Bugünlerde çoğumuz müstehcenliğin fikrini bile müzik zevki ya da komedi anlayışı kadar değişken buluruz. Ama Ulysses’in yayımlanmasının durdurulmasından 40 yıl sonra bile. 1960’lardaki Penguen Books —ki daha yeni D. H. Lawrence’ın Lady Chatterley’s Lover [Lady Chatterley’in Sevgilisi] yayımlamışlardı— davasındaki hâkim ve başsavcı jürinin davayı düşürme kararına inanamamıştı. Davada başsavcı Mervyn Griffith-Jones’un açılış konuşmasında çok şeyler oldu, ki konuşmasında jüriye kitabı “karılarının ya da kâhyalarının okumalarını isteyip istemeyeceklerini” sordu.
Savunma, Griffith-Jones’un anlayamadığı bir şeyi anlamıştı: O da bu davanın kıyaslanamayacak sosyal değerler üzerine olduğuydu. Belirli bir zümre için Lawrence’ın kitabı Britanya’nın ahlaki değerlerine açık bir saldırıydı. Ama bu düşünce seksüel bir devrim gerçekliğinin içinde olan bir topluma uygun değildi. Griffith-Jones için bir kitabın sayfalarında “sikmek” [fuck] ya da “amcık” [cunt] gibi sözlerin olması bile bu kitabın kesinlikle hiçbir edebî değere sahip olmadığının göstergesiydi. Tabii Ulysses’in on beşinci bölümünde çıkan “amcık Kate”[2] hakkında ne düşüneceğini kimse bilemez.
İyi amaçlarına rağmen Griffith-Jones’un edebiyat hakkında bir hissiyatı yoktu ve bu, müstehcenliğin yazarlar için hep önemli bir araç olduğunu bilmemesinden anlaşılıyor. Chaucer’ın Canterbury Tales [Canterbury Hikâyeleri] mesela, “Değirmencinin Hikâyesi” şövalyeninkine bir cevap olarak yazılmıştır ve bu yüzden saray aşkının [courtly love] şaşalı yazımı “onu gizlice amcığından yakaladı”[3] gibi dizelere dönüşüyor. Twelfth Night [On İkinci Gece], Shakespeare tutucu Malvolio’yu ona sahte bir aşk mektubundaki el yazısını inceletirken gizlice “amcık” kelimesini heceleterek aşağılıyor: “İşte onun “C’leri, onun U’ları ve onun T’leri” (“N” için ve [and] kullanılmıştır, dönem için yaygın bir yöntem.) Eğer müstehcenlik en muhteşem ozan için sorun değilse bu en koyu tutuculara bile düşünmek için yer vermez mi?

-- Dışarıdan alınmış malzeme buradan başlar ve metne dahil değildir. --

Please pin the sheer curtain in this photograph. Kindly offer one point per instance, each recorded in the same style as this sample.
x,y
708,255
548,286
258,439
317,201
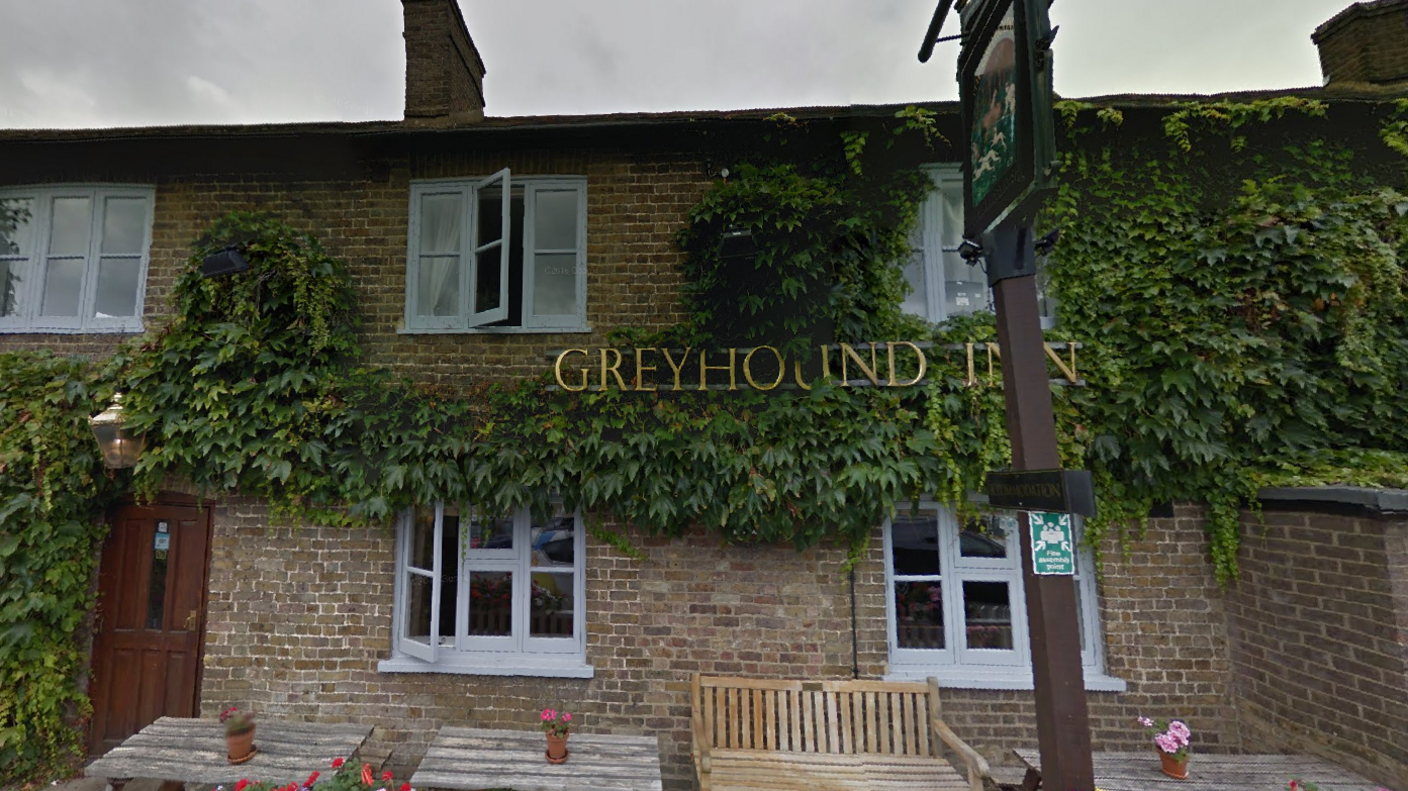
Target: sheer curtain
x,y
441,217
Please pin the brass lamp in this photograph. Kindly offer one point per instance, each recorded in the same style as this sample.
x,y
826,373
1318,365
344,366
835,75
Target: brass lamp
x,y
120,445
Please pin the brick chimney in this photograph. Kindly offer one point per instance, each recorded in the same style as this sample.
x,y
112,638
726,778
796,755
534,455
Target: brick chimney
x,y
1366,42
444,75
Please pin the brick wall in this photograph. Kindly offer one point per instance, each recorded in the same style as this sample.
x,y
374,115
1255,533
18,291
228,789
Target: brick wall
x,y
444,73
299,619
635,203
1318,631
1163,628
1366,42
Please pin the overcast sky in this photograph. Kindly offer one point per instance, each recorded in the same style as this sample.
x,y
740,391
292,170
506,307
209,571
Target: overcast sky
x,y
140,62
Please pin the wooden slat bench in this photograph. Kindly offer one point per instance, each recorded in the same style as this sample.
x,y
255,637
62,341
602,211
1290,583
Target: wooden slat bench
x,y
825,736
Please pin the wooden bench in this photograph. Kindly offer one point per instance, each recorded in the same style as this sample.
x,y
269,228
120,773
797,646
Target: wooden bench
x,y
825,736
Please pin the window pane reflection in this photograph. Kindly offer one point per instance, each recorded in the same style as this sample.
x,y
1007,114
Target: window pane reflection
x,y
494,532
918,615
418,610
986,536
423,539
915,545
987,615
551,605
490,604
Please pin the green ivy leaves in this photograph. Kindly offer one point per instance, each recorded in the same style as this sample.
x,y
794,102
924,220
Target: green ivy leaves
x,y
52,491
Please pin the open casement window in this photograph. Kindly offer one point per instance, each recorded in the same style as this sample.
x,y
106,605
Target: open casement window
x,y
73,259
489,293
942,285
492,591
956,605
497,255
421,583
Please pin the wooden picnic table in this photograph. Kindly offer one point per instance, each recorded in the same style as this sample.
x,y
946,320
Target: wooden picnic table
x,y
1210,771
475,757
193,750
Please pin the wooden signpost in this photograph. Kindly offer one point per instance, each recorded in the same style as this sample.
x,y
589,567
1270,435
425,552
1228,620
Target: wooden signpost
x,y
1008,130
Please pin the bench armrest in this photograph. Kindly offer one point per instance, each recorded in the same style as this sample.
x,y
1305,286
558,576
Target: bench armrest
x,y
979,771
699,738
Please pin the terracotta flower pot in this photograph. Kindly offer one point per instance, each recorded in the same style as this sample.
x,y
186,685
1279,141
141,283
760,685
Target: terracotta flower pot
x,y
556,748
1173,767
240,745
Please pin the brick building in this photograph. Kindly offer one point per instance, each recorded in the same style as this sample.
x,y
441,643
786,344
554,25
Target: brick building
x,y
1308,652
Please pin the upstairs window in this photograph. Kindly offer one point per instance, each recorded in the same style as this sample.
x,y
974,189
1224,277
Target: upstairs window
x,y
73,259
941,283
497,254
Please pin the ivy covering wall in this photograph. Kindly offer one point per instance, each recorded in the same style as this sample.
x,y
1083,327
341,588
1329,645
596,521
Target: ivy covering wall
x,y
1232,272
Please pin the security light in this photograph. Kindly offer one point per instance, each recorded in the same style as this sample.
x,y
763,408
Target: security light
x,y
225,262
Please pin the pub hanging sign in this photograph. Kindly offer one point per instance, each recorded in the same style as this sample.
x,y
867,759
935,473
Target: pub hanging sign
x,y
1006,92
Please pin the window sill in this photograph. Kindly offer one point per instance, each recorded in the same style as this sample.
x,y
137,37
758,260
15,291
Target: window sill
x,y
71,330
975,679
476,666
577,330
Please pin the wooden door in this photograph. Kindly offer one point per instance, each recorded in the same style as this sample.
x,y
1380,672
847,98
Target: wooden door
x,y
151,619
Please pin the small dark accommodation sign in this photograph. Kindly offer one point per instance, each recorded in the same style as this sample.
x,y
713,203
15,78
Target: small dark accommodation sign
x,y
1059,491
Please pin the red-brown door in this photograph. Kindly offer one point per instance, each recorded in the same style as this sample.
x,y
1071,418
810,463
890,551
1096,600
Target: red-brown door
x,y
151,619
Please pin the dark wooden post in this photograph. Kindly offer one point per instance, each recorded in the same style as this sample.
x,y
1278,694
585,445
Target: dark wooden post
x,y
1062,717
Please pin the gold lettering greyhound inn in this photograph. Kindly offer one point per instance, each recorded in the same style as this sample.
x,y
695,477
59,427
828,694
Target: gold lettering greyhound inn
x,y
651,369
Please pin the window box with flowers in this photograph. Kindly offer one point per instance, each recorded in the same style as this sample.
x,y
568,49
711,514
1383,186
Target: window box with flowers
x,y
499,596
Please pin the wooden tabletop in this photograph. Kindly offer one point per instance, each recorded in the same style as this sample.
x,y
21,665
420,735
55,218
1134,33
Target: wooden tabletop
x,y
475,757
1207,771
193,750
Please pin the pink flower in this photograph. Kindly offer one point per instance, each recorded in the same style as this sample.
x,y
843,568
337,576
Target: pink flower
x,y
1180,731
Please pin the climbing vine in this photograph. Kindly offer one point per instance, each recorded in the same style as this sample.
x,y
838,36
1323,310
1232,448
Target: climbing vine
x,y
52,493
1241,293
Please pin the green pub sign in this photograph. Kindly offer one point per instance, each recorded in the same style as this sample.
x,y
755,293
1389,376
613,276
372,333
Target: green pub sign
x,y
1053,545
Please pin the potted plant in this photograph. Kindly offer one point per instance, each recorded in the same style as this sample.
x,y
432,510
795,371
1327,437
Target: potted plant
x,y
556,725
1172,741
240,733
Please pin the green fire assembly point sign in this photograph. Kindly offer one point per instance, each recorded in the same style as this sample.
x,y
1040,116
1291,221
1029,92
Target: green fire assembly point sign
x,y
1053,546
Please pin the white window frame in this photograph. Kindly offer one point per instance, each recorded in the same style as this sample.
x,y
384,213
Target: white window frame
x,y
987,669
31,289
468,321
514,655
946,180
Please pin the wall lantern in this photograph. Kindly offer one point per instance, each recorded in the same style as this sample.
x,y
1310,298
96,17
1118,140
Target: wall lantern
x,y
224,262
737,244
120,445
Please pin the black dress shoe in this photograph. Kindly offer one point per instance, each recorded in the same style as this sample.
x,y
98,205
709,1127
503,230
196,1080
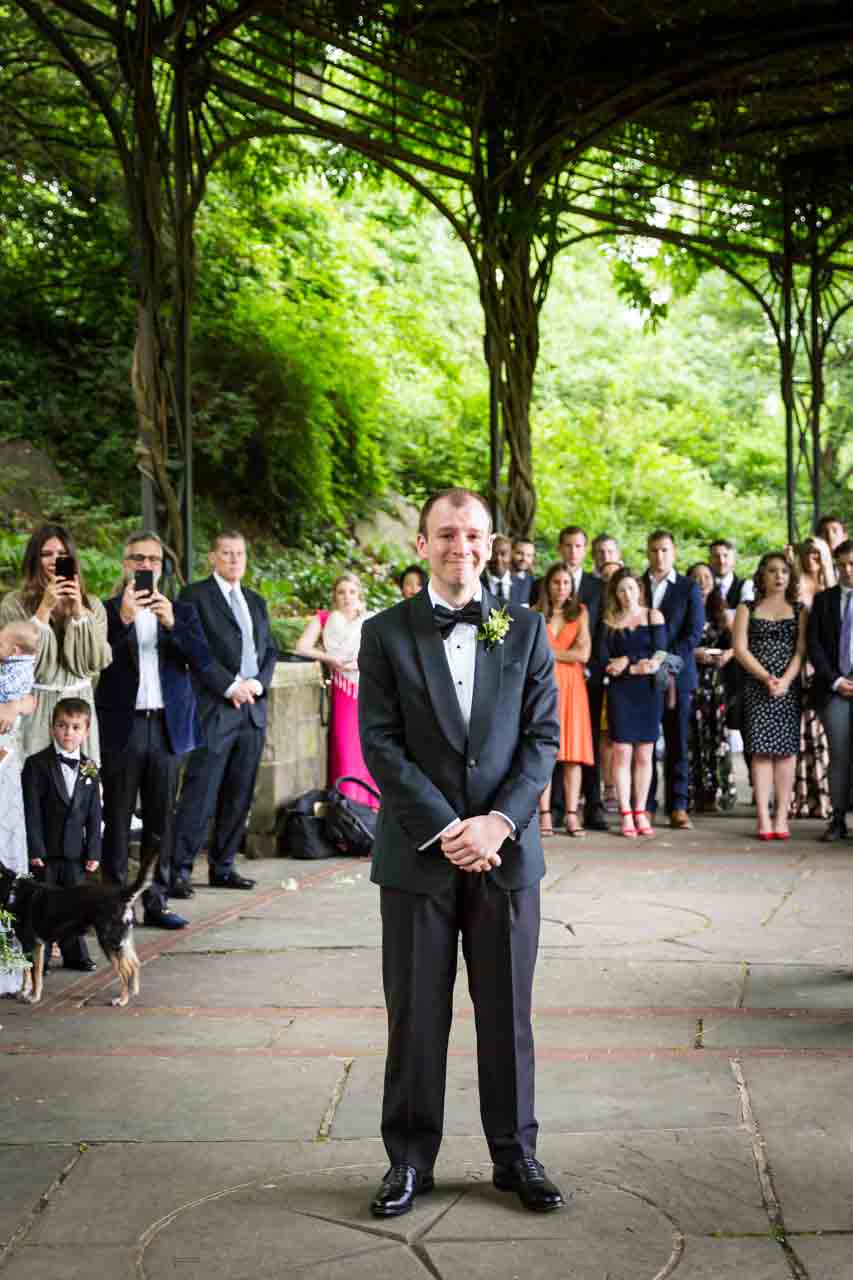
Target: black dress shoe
x,y
164,920
397,1191
528,1178
231,880
836,830
596,819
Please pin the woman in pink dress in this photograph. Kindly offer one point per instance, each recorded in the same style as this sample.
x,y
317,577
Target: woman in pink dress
x,y
333,639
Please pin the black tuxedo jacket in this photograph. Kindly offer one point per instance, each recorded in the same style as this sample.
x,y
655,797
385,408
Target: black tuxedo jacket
x,y
58,826
684,616
824,643
179,650
224,640
429,767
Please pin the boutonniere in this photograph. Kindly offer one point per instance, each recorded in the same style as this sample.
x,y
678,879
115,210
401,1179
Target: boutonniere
x,y
495,629
89,772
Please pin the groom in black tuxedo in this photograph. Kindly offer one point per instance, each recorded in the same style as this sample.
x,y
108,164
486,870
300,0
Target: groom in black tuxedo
x,y
459,726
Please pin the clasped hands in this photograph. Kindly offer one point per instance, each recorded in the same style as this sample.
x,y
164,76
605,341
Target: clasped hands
x,y
473,844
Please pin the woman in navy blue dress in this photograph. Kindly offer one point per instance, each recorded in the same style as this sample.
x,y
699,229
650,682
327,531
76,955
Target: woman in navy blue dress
x,y
632,644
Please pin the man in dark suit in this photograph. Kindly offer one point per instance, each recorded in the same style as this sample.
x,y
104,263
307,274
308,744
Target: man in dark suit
x,y
232,690
63,812
459,726
146,711
830,650
680,602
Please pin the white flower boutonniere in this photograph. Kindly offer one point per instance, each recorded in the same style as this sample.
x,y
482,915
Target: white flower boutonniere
x,y
89,772
495,629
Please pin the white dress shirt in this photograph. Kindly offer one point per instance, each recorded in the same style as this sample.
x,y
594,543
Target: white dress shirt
x,y
227,588
69,776
149,696
460,649
658,588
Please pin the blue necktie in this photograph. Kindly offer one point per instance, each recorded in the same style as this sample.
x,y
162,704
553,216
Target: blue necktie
x,y
249,654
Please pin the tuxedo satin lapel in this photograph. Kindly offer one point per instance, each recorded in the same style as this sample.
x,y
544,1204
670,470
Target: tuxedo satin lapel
x,y
439,684
488,675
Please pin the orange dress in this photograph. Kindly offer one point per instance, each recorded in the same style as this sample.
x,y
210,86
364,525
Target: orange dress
x,y
575,730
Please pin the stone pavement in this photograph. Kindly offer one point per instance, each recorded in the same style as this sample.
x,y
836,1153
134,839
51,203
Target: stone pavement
x,y
694,1029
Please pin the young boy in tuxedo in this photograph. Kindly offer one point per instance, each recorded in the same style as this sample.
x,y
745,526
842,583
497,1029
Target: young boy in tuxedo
x,y
63,810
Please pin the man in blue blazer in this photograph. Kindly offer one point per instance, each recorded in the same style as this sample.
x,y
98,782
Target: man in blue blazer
x,y
680,602
146,711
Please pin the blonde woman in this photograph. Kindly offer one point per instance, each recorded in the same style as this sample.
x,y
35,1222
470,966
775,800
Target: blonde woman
x,y
333,638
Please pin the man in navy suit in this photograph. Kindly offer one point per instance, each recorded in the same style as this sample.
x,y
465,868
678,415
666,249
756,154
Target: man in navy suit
x,y
220,776
680,602
146,711
457,711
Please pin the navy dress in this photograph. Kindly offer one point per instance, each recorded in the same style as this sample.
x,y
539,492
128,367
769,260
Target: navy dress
x,y
634,703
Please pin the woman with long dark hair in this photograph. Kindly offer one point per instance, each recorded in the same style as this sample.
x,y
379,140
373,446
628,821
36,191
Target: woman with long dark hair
x,y
72,626
770,645
568,629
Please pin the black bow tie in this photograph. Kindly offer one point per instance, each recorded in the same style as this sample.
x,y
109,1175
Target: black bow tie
x,y
447,618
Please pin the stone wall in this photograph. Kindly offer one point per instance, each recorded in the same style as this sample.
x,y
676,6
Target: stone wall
x,y
295,754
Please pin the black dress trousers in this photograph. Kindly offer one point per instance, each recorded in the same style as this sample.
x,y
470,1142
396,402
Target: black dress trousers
x,y
500,932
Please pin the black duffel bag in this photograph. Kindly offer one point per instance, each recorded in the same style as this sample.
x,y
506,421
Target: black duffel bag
x,y
350,826
301,828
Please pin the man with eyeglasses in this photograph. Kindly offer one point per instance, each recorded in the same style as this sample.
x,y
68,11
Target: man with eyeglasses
x,y
147,717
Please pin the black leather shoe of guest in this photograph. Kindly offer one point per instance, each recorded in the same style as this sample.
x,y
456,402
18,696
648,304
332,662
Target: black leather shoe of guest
x,y
529,1180
836,830
231,880
397,1191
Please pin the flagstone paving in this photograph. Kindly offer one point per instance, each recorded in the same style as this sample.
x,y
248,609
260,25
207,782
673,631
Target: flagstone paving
x,y
694,1033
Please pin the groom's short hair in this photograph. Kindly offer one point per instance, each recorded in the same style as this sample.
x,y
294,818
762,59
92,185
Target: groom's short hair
x,y
456,498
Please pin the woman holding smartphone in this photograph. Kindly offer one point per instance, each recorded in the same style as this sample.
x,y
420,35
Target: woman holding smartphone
x,y
72,625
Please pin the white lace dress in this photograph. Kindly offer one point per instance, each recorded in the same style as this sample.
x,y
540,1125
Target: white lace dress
x,y
13,832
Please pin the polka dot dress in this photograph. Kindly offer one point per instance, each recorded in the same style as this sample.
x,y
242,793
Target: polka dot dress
x,y
771,725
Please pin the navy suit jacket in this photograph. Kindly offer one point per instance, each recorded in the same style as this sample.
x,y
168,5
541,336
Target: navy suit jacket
x,y
181,650
429,767
219,720
60,826
684,616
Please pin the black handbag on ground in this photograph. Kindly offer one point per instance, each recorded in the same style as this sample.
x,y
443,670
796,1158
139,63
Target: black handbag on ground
x,y
349,824
301,828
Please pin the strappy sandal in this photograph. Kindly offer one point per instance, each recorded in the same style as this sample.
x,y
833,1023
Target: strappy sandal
x,y
642,823
575,832
629,830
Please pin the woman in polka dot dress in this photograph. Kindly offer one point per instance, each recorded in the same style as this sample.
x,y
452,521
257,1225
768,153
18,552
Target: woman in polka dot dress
x,y
770,645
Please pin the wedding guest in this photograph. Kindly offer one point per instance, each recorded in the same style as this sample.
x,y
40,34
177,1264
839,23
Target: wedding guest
x,y
606,551
811,798
770,645
498,572
333,638
73,647
411,581
568,630
712,786
523,576
830,649
632,643
680,602
232,695
149,721
833,530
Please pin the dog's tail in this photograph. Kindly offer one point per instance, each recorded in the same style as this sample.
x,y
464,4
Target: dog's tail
x,y
147,858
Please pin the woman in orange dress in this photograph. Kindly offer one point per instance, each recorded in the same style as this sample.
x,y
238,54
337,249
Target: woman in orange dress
x,y
568,626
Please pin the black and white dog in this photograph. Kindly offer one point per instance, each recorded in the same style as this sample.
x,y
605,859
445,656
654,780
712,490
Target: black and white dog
x,y
45,915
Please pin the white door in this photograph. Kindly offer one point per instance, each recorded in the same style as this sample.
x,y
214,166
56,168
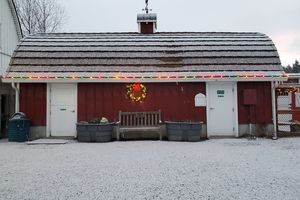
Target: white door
x,y
221,109
63,107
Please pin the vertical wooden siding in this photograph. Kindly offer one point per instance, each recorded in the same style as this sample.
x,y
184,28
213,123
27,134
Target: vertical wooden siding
x,y
175,100
33,102
262,112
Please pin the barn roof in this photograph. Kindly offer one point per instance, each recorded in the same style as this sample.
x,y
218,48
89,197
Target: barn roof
x,y
136,53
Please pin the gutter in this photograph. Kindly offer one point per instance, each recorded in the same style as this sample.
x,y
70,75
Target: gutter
x,y
274,85
17,90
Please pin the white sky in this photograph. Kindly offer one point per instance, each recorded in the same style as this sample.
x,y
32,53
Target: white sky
x,y
279,19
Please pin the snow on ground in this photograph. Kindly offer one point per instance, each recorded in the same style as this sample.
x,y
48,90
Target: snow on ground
x,y
212,169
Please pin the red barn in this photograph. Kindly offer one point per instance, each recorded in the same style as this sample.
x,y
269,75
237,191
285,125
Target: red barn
x,y
224,79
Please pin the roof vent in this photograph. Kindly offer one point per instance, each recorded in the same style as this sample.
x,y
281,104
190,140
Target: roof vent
x,y
147,21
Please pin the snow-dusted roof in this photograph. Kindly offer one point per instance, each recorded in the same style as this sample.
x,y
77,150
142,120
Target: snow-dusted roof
x,y
134,52
12,6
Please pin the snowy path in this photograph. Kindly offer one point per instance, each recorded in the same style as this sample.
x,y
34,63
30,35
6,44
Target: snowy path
x,y
213,169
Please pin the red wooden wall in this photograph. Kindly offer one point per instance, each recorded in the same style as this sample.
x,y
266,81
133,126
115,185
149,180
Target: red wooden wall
x,y
262,112
175,100
33,102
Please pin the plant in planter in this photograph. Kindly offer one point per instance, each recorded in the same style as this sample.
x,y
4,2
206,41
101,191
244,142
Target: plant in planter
x,y
96,130
295,126
184,131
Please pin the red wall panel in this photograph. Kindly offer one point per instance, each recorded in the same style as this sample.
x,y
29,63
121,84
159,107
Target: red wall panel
x,y
33,102
260,113
147,27
175,100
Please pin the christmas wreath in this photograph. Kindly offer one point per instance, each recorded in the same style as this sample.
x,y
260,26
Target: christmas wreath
x,y
136,92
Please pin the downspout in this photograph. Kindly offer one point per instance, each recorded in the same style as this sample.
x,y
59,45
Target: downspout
x,y
274,85
17,90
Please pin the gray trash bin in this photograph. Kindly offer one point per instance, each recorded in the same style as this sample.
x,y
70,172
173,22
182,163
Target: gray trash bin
x,y
18,128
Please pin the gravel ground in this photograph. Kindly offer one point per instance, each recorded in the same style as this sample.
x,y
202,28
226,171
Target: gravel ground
x,y
212,169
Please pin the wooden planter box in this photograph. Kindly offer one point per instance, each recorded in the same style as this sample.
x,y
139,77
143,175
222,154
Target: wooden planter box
x,y
184,131
94,132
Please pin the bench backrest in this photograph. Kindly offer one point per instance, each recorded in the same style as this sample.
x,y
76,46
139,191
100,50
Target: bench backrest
x,y
136,119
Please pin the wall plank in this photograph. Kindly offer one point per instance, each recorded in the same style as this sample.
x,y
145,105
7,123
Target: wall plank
x,y
175,100
260,113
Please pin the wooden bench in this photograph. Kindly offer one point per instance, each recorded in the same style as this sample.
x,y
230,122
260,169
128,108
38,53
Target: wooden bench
x,y
139,122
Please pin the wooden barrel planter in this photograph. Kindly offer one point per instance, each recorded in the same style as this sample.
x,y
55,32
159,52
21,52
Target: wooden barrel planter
x,y
94,132
184,131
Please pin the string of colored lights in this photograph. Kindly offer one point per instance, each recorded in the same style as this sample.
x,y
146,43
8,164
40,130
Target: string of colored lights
x,y
143,77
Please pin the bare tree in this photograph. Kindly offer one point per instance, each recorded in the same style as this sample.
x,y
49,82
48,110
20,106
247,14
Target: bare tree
x,y
43,16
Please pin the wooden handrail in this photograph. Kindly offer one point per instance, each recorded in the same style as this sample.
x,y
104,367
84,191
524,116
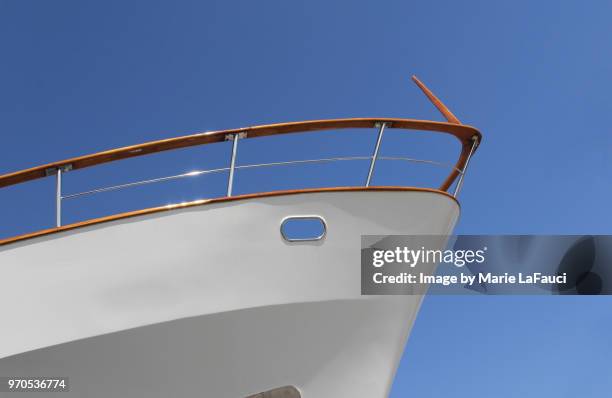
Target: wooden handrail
x,y
465,134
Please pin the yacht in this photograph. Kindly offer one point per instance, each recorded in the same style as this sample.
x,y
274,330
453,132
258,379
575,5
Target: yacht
x,y
243,295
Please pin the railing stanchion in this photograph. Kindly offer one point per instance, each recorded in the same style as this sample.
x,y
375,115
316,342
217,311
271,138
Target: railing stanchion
x,y
234,138
375,154
58,197
467,162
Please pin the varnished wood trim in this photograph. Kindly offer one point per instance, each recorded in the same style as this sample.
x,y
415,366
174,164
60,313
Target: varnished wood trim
x,y
448,115
463,132
211,201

Aslında, müstehcenlik yasaları iğrenmeyi yasalaştırmaktan fazlasını yapmaz, ki bu hepimizin bir noktaya kadar hissettiğimiz bir şeydir ama bunun herkese yayılması mümkün değildir. 1857 Müstehcen Yayınlar Yasası[4] [Obscene Publications Act 1857] ve on bir yıl sonraki Regina Hicklin’e karşı davasına kadar yasal müstehcenlik testi bir materyalin “baştan çıkartma ve kirletme”, var olmuş en sınırı belli olmayan formüllerden biri, ihtimali var mı diye bakılana kadar yoktu. Yine de Hicklin testi 1959 Müstehcen Yayınlar Yasası’na [Obscene Publications Act 1959] kadar devam etti, şu anda kitapçıktaki yasaya kadar.
Ama yine de Birleşik Krallıkta her sene pek çok kişi 2003 Elektronik Komünikasyon Yasası [Electronic Communications Act 2003] altında “oldukça saldırgan” açıklamalar denilerek tutuklanıyor, bir materyalin nasıl “baştan çıkartıp kirletebileceği” kurallarının sınırları hiçbir zaman tam olarak çizilmemiştir. 1980’lerdeki ünlü “video pislikler” [video nasties] paniğinde, The Evil Dead [Kötü Ruh-1981] ve The Driller Killer [Matkaplı Katil-1979] gibi video filmler sivil davalar başsavcısının sözleriyle, “baştan çıkartma ve kirletme ya da muhtemel izleyicilerinin çoğunun ahlakını bozma” ihtimalleri olduğu gerekçesiyle toplatılmıştı. Bu suçlama için kanıt ise hiç bulunamadı.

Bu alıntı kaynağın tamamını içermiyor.